Les prêts chinois assortis de conditions cachées et impitoyables menacent de paralyser de nombreux pays en développement, dont les concessions à la Chine pourraient commencer à avoir des répercussions sur la sécurité nationale des États-Unis.

“La stratégie du Parti communiste chinois pour étendre son influence dans le Pacifique a consisté à contraindre et à conclure des accords”, explique Joel Rubin, qui a servi dans les administrations des deux partis, et plus récemment en tant que secrétaire d’État adjoint dans l’administration Obama, à Fox News Digital. Il ajoute que les Chinois ciblent “des pays qui ont une importance stratégique pour la marine, en particulier la base”.
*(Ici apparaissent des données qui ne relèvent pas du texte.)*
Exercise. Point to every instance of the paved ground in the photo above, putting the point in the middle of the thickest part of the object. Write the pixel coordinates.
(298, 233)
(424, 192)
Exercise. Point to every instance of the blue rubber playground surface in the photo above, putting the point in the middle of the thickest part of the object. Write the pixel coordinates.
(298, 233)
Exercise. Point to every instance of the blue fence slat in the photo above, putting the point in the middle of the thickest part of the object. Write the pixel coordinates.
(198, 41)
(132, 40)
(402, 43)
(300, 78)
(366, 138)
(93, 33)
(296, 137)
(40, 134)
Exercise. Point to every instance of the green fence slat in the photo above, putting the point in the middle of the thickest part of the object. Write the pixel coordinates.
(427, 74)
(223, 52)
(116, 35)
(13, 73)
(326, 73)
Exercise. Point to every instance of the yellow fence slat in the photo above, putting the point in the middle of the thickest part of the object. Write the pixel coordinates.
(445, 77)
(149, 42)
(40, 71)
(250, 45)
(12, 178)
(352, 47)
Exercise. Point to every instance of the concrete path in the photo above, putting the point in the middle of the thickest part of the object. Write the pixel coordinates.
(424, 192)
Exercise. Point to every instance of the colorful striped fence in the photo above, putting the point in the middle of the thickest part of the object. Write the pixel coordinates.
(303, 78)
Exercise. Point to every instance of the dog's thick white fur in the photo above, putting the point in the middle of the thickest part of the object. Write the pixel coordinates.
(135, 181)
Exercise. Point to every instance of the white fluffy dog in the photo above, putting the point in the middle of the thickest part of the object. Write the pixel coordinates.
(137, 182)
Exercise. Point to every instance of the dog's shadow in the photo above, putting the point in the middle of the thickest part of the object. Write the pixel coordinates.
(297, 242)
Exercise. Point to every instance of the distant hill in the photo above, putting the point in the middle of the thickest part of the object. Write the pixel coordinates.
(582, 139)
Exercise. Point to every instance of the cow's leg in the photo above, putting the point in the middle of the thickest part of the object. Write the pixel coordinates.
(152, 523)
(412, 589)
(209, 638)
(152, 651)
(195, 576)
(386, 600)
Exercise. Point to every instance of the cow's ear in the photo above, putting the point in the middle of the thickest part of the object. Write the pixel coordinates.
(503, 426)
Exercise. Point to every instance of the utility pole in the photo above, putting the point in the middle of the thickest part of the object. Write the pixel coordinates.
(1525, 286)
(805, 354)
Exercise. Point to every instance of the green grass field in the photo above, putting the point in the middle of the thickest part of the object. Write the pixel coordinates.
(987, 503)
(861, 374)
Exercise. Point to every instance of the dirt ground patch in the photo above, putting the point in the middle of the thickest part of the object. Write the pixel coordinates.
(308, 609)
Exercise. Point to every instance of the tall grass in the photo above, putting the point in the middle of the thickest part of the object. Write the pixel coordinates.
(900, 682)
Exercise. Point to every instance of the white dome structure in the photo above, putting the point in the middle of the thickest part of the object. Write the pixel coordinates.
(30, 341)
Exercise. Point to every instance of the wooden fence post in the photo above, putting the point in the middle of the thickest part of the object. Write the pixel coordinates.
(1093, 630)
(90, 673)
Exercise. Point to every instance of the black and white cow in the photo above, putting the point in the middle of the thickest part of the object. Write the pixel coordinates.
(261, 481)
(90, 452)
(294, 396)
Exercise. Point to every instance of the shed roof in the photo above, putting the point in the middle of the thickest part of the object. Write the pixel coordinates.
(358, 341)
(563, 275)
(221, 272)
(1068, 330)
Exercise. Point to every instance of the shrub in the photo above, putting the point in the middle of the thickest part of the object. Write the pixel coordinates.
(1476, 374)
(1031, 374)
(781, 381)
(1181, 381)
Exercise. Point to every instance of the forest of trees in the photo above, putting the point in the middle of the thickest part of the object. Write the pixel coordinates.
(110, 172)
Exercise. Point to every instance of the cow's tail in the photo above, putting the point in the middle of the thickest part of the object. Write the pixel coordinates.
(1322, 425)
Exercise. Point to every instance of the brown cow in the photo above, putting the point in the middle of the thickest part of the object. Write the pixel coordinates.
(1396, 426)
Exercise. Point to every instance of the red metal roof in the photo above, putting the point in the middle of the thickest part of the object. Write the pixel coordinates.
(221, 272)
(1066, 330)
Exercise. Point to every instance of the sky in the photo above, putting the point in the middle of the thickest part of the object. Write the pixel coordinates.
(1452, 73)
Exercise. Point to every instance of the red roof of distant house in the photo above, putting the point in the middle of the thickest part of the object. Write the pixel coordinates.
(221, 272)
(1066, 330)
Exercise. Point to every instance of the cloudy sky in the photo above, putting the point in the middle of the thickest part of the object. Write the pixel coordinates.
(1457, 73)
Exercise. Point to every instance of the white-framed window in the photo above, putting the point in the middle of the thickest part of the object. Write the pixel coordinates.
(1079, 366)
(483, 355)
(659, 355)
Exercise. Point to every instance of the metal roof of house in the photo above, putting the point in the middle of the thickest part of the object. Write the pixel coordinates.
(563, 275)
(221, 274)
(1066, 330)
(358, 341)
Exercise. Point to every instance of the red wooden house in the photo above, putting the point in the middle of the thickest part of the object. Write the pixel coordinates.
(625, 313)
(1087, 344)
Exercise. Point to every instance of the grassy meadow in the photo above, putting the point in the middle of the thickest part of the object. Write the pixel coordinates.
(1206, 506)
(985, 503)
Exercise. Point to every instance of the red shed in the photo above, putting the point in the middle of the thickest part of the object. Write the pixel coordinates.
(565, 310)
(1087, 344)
Les commentaires de M. Rubin interviennent alors que l’on s’inquiète de plus en plus de l’impact des prêts chinois aux pays en développement, en particulier dans les régions où la Chine a tiré parti de sa position pour prendre le contrôle des ports et des ressources naturelles au profit de ses ambitions croissantes.

Selon un rapport de Fortune publié ce mois-ci, une douzaine de pays sont au bord de l’instabilité économique ou de l’effondrement sous le poids des prêts qu’ils ont reçus de la Chine, notamment le Pakistan, le Kenya, la Zambie, le Laos et la Mongolie.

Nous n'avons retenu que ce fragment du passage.